Zwei Jahre nach der Freigabe von Scribus 1.3.3 haben die Entwickler ein neues Release des freien Layout-Programms vorgelegt. Obwohl es sich bei dem jetzt erschienenen Scribus 1.3.5 genau genommen um eine Entwicklerversion handelt, hält das Team die Software für stabil genug um sie auch für den täglichen Einsatz zu empfehlen. Vorsichtigen Naturen raten die Entwickler jedoch dazu, bei dem offiziell als stable gekennzeichneten 1.3.3-Zweig zu bleiben. Scribus 1.3.5 soll als Entwicklungsgrundlage für das nächste Meilenstein-Release 1.4 dienen.

Unter der Haube fußt die neue Version des quelloffenen DTP-Programms auf Qt4 (Version 4.4.0 der C++-Klassenbibliothek ist die Mindestvoraussetzung). Wesentliche Teile des Programms, darunter vieles des Canvas- und Textcodes, haben die Entwickler neu geschrieben. Mithilfe des neuen Frame-Typs Render Frames lassen sich Markup-Sprachen wie LaTeX oder POV-Ray direkt in Scribus rendern. Verbesserungen gibt es, so die Release Notes, zum Beispiel bei der Verwaltung von Palettenfarben, beim Drag-and-Drop und bei den Importfiltern. So gibt es nun Filter für Adobe Illustrator und für Xfig- und WMF-Dateien. Farbpaletten können aus Illustrator- und aus EPS-Dateien übernommen werden.
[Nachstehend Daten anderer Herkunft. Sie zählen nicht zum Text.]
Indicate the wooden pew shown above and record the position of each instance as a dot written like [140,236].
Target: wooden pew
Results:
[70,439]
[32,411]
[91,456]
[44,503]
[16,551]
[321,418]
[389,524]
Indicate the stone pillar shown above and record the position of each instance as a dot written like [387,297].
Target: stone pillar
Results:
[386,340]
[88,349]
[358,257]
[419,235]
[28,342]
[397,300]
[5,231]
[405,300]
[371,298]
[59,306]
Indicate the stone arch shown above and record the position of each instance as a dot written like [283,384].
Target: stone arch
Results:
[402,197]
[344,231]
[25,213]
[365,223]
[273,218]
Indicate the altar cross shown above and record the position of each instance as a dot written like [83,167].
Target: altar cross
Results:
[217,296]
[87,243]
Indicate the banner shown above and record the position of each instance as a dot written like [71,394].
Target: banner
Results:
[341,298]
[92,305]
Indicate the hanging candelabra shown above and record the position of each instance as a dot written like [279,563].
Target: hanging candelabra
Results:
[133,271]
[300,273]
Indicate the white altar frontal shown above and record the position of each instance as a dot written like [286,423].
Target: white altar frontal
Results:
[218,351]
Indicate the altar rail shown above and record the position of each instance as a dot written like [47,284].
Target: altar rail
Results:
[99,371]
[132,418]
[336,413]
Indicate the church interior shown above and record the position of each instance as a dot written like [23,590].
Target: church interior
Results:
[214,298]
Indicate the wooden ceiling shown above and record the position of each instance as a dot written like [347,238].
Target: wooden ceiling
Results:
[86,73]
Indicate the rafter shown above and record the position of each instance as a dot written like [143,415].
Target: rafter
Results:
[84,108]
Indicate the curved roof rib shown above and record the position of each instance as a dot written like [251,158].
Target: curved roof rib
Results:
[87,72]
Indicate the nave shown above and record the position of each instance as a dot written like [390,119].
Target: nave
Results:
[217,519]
Dem Alpha-Stadium endgültig entwachsen ist die native Mac-OS-X-Version, die die Scribus-Macher als Universal Binary bereitstellen. Scribus 1.3.5 steht auf SourceForge zum freien Download zur Verfügung. Neben den Installern für Mac OS X, Windows und dem Quellcode bietet das Projekt auch vorgefertigte Pakete für diverse Linux-Distributionen, darunter Debian/Ubuntu, Fedora, OpenSuse und Mandriva.